# Anchoring scents with citrus peel



## KUrby

Anyone do this? If so how are you dehydrating your peels? 170 in the oven for ???
I heard that you could do this and want to know how.. don't want to loose all the scent.
K


----------



## sunnygrl_ks

I pretty much let the freezer dry them out... i get a bag and just start chucking the peels into it until its full, then zap them in the coffee bean grinder...what i don't use goes back in the freezer.


----------



## Sheryl

Hmmmm  that's a good idea. Why hadn't I thought of that. :yeahthat

Sheryl


----------



## NubianSoaps.com

I can't see how that could even work. Scent is made up of top notes, mid notes and base notes. Without a base note...Patch or Cubia Listia etc...your citrus top notes will dissapate. It's what I use my patch for, to seat my high not only essential oil scents. Vicki


----------



## KUrby

I want to do a orange soap and a grapefruit soap.. so How would you divide the scent? using Patch?
k


----------



## Sheryl

:/ ohh gee Vicki, you just zoomed over my head like a jet plane. :help2

I have a lot to learn.....someday explain that to me :sigh

Sheryl


----------



## NubianSoaps.com

With Lillians Grapefruit, her blend, my blend for eucalyptus and the lemon, I simply add about .5 patch (it's a really good one) to my scent....well for 7 pounds to 14 pounds of butters and oils. It doesn't take much. Vicki


----------



## KUrby

I am only going to do a small batch just one tray on the MM mold. OP. Lillian suggests 1% EO up to 1.8% so say that is .80 ounce of scent. Would you use say .65 for orange and grapefruit and .15 for Patch?
I am not mixing grapefruit and Orange these will be seapart batchs


----------



## NubianSoaps.com

Sorry I can't do it in my head...but obviously if I am using 4 or 5 ounces of scent and use .5 of patch, it's alot less than what you are stating. You don't have to smell the patch in the batch for it to seat your citrus or mint scents. Vicki


----------



## Guest

I recently soaped Lillian's Autumn/Winter Blend for the Swap and I used .5 oz of Patchouli (MM batch) to seat the scent. I just used a bar in the shower this morning and I couldn't smell the Patchouli, but the blend smells divine! 

Sara


----------



## kidsngarden

Vicki-

I did the math so between 8-10% of your fragrance is patch or you can see it this way - 9 part citrus to 1 part patch.

Bethany


----------



## NubianSoaps.com

Thanks Bethany! I couldn't do any of this without my calculator and borrowing my duaghters brain! Vicki


----------



## KUrby

And only GOD knows I couldn't do ANY of this without ALL of you and special thanks to vicki and Lillian!! :thankyou2
vicki is my soul support group, I would NOT be doing what I am doing or have my goaties without her.
K


----------



## Guest

Orris Root and ground citrus peel will act as a fixative for soap because the fragrance adheres deeply to them and does not fade out. I use 1 Tbl ground citrus peel for 7lb butters and oils. It is the same thing as using dendridic salt, which is crystallized in a vacuume so that it is very porous, to anchor fragrance for bath salts. 

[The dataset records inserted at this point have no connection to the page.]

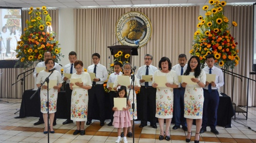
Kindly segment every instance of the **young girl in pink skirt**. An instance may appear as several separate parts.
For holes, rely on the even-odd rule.
[[[127,129],[129,127],[131,126],[131,115],[128,111],[131,108],[131,103],[129,98],[127,98],[126,88],[121,85],[117,87],[117,98],[126,98],[127,101],[126,108],[123,108],[122,110],[118,110],[117,107],[114,107],[113,110],[115,111],[114,113],[114,120],[113,125],[115,128],[117,129],[117,139],[116,142],[121,142],[121,129],[123,128],[123,142],[127,143],[126,139]]]

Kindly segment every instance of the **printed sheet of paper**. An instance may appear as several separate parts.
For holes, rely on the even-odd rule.
[[[109,84],[109,87],[111,88],[111,91],[116,91],[113,88],[114,83],[109,82],[108,84]]]
[[[117,107],[119,111],[122,111],[123,108],[126,107],[126,98],[114,98],[114,107]]]
[[[118,80],[118,84],[120,84],[121,85],[124,85],[126,87],[130,84],[130,76],[125,76],[125,75],[118,76],[117,79]]]
[[[165,83],[167,82],[166,76],[156,76],[154,77],[155,82],[158,84],[158,88],[166,88]]]
[[[194,75],[181,75],[182,82],[187,83],[188,84],[196,84],[197,83],[194,82],[191,80],[191,78],[195,78]]]
[[[71,75],[72,75],[72,73],[63,73],[63,74],[64,74],[64,76],[69,78],[69,79],[70,79],[71,78]]]
[[[35,71],[36,73],[39,73],[41,71],[44,70],[46,69],[46,67],[35,67]]]
[[[47,86],[47,82],[45,82],[45,85]],[[49,89],[53,89],[53,87],[57,85],[57,80],[49,80]]]
[[[152,80],[151,80],[152,77],[153,77],[153,75],[142,75],[142,79],[145,80],[145,82],[151,82],[152,81]]]
[[[206,74],[206,81],[210,82],[211,81],[215,82],[216,74]]]
[[[74,85],[73,85],[73,88],[78,88],[79,87],[76,85],[75,83],[78,82],[79,83],[82,83],[82,79],[81,78],[71,78],[70,79],[70,83],[74,84]]]
[[[96,78],[95,74],[93,72],[89,72],[91,77],[91,81],[93,81],[93,79]]]

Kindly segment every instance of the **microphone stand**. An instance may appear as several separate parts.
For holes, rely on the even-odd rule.
[[[36,90],[36,91],[31,96],[31,97],[30,97],[30,99],[32,99],[34,96],[35,96],[35,95],[37,93],[37,92],[38,92],[38,91],[39,90],[41,89],[41,87],[44,85],[44,84],[45,83],[45,82],[47,82],[47,102],[46,102],[46,106],[47,107],[47,121],[48,121],[48,123],[47,123],[47,126],[48,126],[48,129],[47,129],[47,131],[48,131],[48,143],[50,142],[50,138],[49,138],[49,134],[50,134],[50,123],[49,123],[49,121],[50,121],[50,115],[49,115],[49,77],[51,76],[51,75],[53,73],[53,71],[54,70],[53,70],[51,73],[50,74],[50,75],[47,77],[46,77],[46,79],[45,80],[45,81],[44,81],[44,82],[42,82],[42,84],[41,84],[41,85],[40,86],[40,87],[38,88],[38,89]]]

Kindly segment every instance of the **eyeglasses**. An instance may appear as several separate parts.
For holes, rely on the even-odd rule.
[[[75,69],[76,69],[76,70],[81,70],[81,69],[82,69],[82,67],[80,67],[79,68],[75,68]]]
[[[123,69],[124,70],[125,70],[125,71],[129,71],[129,70],[131,70],[131,69]]]

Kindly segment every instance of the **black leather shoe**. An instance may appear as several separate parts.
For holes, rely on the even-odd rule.
[[[170,140],[170,136],[165,136],[165,140],[166,140],[167,141],[169,141]]]
[[[124,134],[123,132],[121,132],[121,137],[123,137],[124,136]]]
[[[182,126],[182,129],[183,129],[183,130],[184,131],[187,131],[187,127],[186,127],[186,126]]]
[[[214,133],[215,134],[219,134],[219,132],[216,128],[212,128],[210,129],[210,132]]]
[[[86,134],[86,130],[81,130],[80,131],[80,135],[84,135]]]
[[[174,125],[173,127],[173,129],[174,130],[177,130],[178,128],[180,128],[180,126]]]
[[[105,125],[105,123],[104,123],[104,122],[100,122],[100,124],[99,124],[99,125],[100,125],[100,126],[104,126],[104,125]]]
[[[163,135],[159,135],[159,140],[163,140]]]
[[[72,120],[68,119],[66,121],[65,121],[65,122],[62,123],[62,125],[67,125],[67,124],[69,124],[70,123],[73,123]]]
[[[45,123],[45,122],[44,122],[44,121],[38,120],[37,122],[35,122],[35,123],[34,123],[34,125],[38,125],[44,123]]]
[[[91,124],[92,124],[92,121],[87,121],[87,122],[86,122],[87,125],[90,125]]]
[[[204,132],[207,131],[206,127],[202,127],[202,128],[200,129],[200,133],[203,133]]]
[[[113,126],[113,122],[110,122],[110,123],[108,124],[108,126]]]
[[[133,137],[133,133],[131,132],[129,132],[127,136],[129,137]]]
[[[80,130],[76,130],[73,133],[73,135],[77,135],[80,133]]]

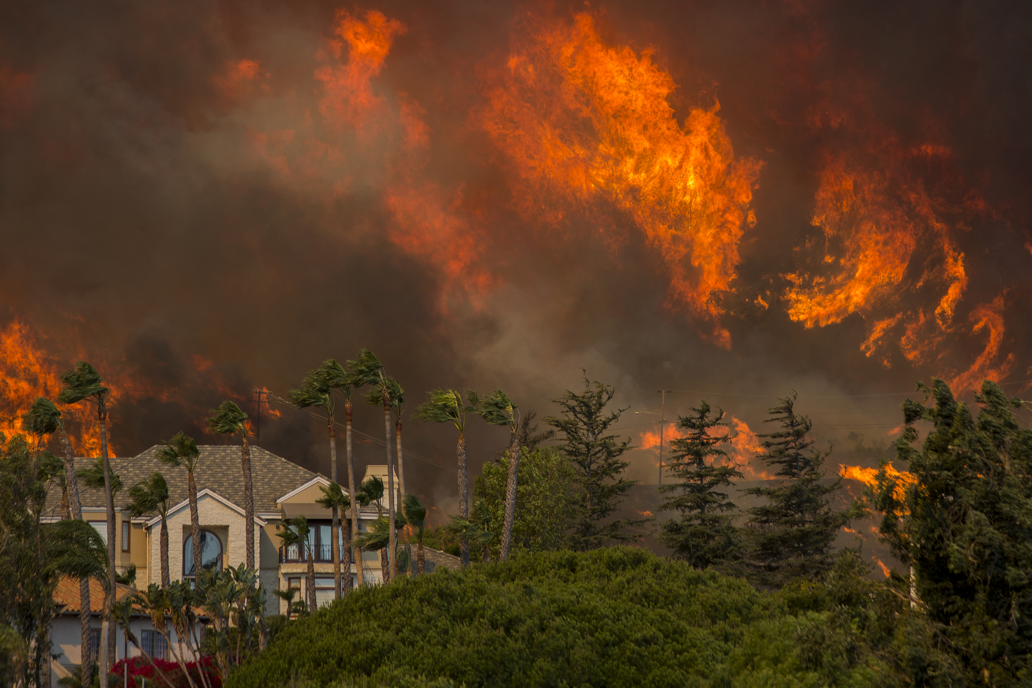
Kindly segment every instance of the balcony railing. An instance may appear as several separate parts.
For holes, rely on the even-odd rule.
[[[312,548],[317,562],[333,561],[333,551],[329,545],[317,545]],[[304,563],[309,560],[309,546],[290,545],[280,548],[280,563]]]

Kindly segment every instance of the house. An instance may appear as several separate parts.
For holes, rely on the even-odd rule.
[[[129,501],[128,488],[131,485],[147,480],[158,471],[168,484],[168,567],[172,581],[193,577],[193,542],[190,523],[190,500],[188,497],[188,481],[185,468],[168,466],[158,458],[160,445],[128,458],[111,459],[111,470],[122,480],[124,489],[115,495],[115,534],[116,534],[116,566],[120,572],[131,564],[136,566],[136,587],[146,589],[150,584],[161,583],[161,519],[157,515],[146,515],[131,518],[123,512]],[[244,479],[240,467],[240,448],[232,445],[212,445],[198,447],[200,457],[195,471],[197,486],[197,513],[200,522],[202,542],[202,565],[204,567],[223,568],[239,565],[246,559],[245,542],[245,511],[244,511]],[[91,465],[95,459],[76,458],[76,470]],[[342,462],[343,463],[343,462]],[[376,476],[387,484],[387,467],[370,465],[362,477],[366,479]],[[356,476],[357,478],[357,476]],[[330,484],[329,480],[320,473],[288,461],[267,452],[260,447],[251,447],[251,480],[255,506],[255,564],[259,569],[261,582],[269,594],[266,597],[266,614],[286,614],[286,602],[271,594],[272,590],[299,588],[297,599],[307,597],[308,553],[303,548],[283,547],[277,537],[277,526],[285,519],[303,515],[309,519],[311,536],[309,547],[315,554],[316,599],[320,604],[328,603],[333,598],[333,560],[331,544],[331,514],[329,510],[319,506],[316,501],[322,497],[320,487]],[[346,479],[345,479],[346,481]],[[399,483],[395,474],[394,485]],[[345,494],[347,486],[343,485]],[[397,492],[396,499],[400,498]],[[83,504],[83,518],[90,522],[101,536],[107,537],[106,507],[104,494],[100,490],[92,490],[79,483],[79,499]],[[399,502],[395,502],[399,503]],[[384,496],[383,509],[387,511],[387,497]],[[342,524],[345,518],[350,518],[351,510],[341,515]],[[53,486],[47,493],[44,521],[56,521],[61,518],[61,489]],[[360,507],[358,511],[359,529],[367,530],[368,525],[377,520],[378,511],[375,504]],[[415,548],[413,548],[415,549]],[[415,551],[413,551],[415,556]],[[342,556],[342,572],[350,570],[352,584],[356,582],[356,567],[348,553]],[[458,568],[458,558],[437,550],[425,550],[426,572],[437,568]],[[370,584],[383,581],[378,552],[363,552],[362,564],[364,579]],[[90,607],[97,608],[98,618],[95,628],[99,633],[99,609],[103,599],[100,587],[96,592],[91,587]],[[52,674],[58,678],[67,676],[70,667],[79,661],[80,633],[78,625],[78,583],[70,583],[59,589],[65,610],[58,615],[54,626],[55,651],[61,652],[56,660],[61,666],[55,666]],[[126,592],[129,591],[129,592]],[[131,592],[130,588],[120,586],[120,598]],[[136,621],[133,622],[137,623]],[[150,621],[140,619],[139,632],[147,632],[142,640],[149,654],[164,652],[163,638],[155,640]],[[66,628],[65,626],[68,626]],[[134,627],[134,632],[136,629]],[[117,655],[125,656],[124,638],[119,630]],[[150,644],[150,645],[148,645]],[[129,656],[138,654],[132,648]],[[56,680],[56,679],[55,679]],[[56,684],[55,684],[56,685]]]
[[[125,487],[115,495],[116,511],[116,566],[124,571],[130,564],[136,565],[136,585],[147,588],[151,583],[161,582],[161,519],[157,515],[130,518],[123,513],[128,502],[128,487],[148,479],[154,471],[162,473],[168,484],[168,566],[171,580],[193,577],[193,542],[190,524],[190,500],[185,468],[168,466],[158,458],[160,445],[128,459],[112,459],[111,470],[117,473]],[[203,562],[205,567],[236,566],[246,559],[244,480],[240,468],[240,448],[232,445],[209,445],[198,447],[200,458],[194,474],[197,485],[197,513],[203,537]],[[76,469],[86,468],[94,459],[76,458]],[[377,476],[386,484],[386,466],[366,467],[365,479]],[[286,589],[292,585],[300,587],[304,593],[307,582],[303,563],[307,553],[299,548],[287,551],[277,537],[277,526],[284,519],[304,515],[310,519],[312,535],[310,546],[315,552],[317,598],[328,601],[333,591],[333,564],[330,550],[330,512],[322,509],[316,500],[322,496],[319,489],[329,485],[329,480],[320,473],[267,452],[260,447],[251,447],[251,480],[255,506],[255,565],[259,569],[261,582],[269,591]],[[398,485],[395,474],[395,486]],[[348,494],[348,490],[344,490]],[[400,493],[397,493],[398,496]],[[100,490],[83,487],[79,483],[79,499],[83,518],[90,522],[106,540],[106,509],[104,495]],[[397,502],[396,502],[397,503]],[[47,494],[46,518],[60,518],[61,492],[52,487]],[[384,498],[384,510],[387,499]],[[351,511],[342,515],[350,517]],[[359,529],[377,519],[374,504],[359,509]],[[352,581],[356,581],[356,567],[351,557],[342,557],[345,571],[350,567]],[[380,555],[363,552],[364,578],[369,583],[383,580],[380,570]],[[327,577],[329,582],[327,583]],[[296,585],[295,585],[296,584]],[[285,613],[285,603],[276,595],[267,597],[266,613]],[[283,607],[281,607],[283,605]]]
[[[117,599],[123,600],[136,591],[126,585],[118,586]],[[59,688],[61,679],[73,679],[78,676],[78,665],[82,662],[83,631],[79,621],[82,597],[78,579],[62,578],[54,592],[54,602],[58,612],[51,622],[51,642],[53,643],[54,659],[51,661],[51,686]],[[90,644],[93,657],[96,658],[100,649],[100,613],[104,603],[104,592],[98,581],[90,581]],[[200,621],[197,622],[200,625]],[[154,629],[151,617],[141,611],[133,614],[129,620],[129,629],[136,636],[143,652],[152,657],[170,659],[168,643],[165,637]],[[199,628],[198,628],[199,631]],[[169,625],[170,637],[175,643],[175,630]],[[122,628],[116,629],[115,652],[118,659],[126,656],[135,657],[140,649],[129,643]],[[184,650],[187,661],[195,657]]]

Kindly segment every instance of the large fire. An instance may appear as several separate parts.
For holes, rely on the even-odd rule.
[[[623,214],[662,253],[672,304],[716,323],[712,297],[735,277],[761,163],[735,158],[717,105],[679,124],[670,74],[607,44],[588,13],[514,42],[483,126],[522,183],[522,212],[558,224],[576,209],[602,226]],[[719,324],[710,334],[730,348]]]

I like to hang citrus notes on patchouli too! Base notes also serve the purpose of a fixative but in a different way. They give power to the fragrance while the powders make it stick like glue.


----------



## KUrby

Christy do you dry your own citrus peel.. if so could you please tell me in detail how to do it?
Karen


----------



## Guest

:rofl I have never even thought of drying my own! 

Christy


----------



## KUrby

Well heck :crazy
k


----------



## NubianSoaps.com

I can see a fixative working in dry products, but I can't imagine it working through saponification. The only thing that works in soap chemically would be a complete fragrance...bottom note, top note, mid note. Like in lotion. In soap if you burn off anything it's always your top notes. Now I am going to have to go through all my old notes  Vicki


----------



## KUrby

I will try orange EO with a little patch and see how that soaps. :/
K


----------



## Guest

Burn off is just evaporation. If the scent is gelled or solidified is stands to reason that the evaporation rate is going to be decreased :

I personally wouldn't use orris, but I think Benzoin powder is also used as a fixative. The citrus peel should be ground to a vary fine powder...

Christy


----------



## Guest

I think there are a lot of contributing factors in how well natural fixatives work in soapmaking, but for what it's worth here my notes on the ones I know of...

Natural fixatives

Citrus Peel 
Binding agent pectin
Creates a gel type bond used to reduce the evaporation rate, increase perceived odor strength, and improve stability when added to more volatile components.

Benzoin
Binding agent –resin 
Plant resins form a glue type bond, gums formed by solidifying plant juices, are used as a fixative to bind together other rapidly diffusing essential oils. Resin keeps more of the top floral and citrus notes intact. 

Orris
Binding agent – starch
Starch contains a plant derived polymer works as a fixative by creating a Covalent bond, a chemical effect of forming a bond with the polymer which stabilizes the fragrance.


----------



## sunnygrl_ks

the last time i made my orange eo I just used the orange peel, rooibus tea (out of the bag), and the eo ... this was last years fall soap and i have a couple still left in my pile (the rooibus is way rough right out of the bag, so decided to keep for myself) and it still smells orangy, not like it did when first soaped but i think that must be a really good keep for a citrus.


----------



## Aja-Sammati

I use orange peel and grapefruit peel- and I don't know _why_ it works, but it does, it is holding great in my orange oatmeal, I used freeze dried zest for that one, not powder :lol I am going to try using litsea cubeba, though. I can't stand patchouli, and I can smell it in anything...


----------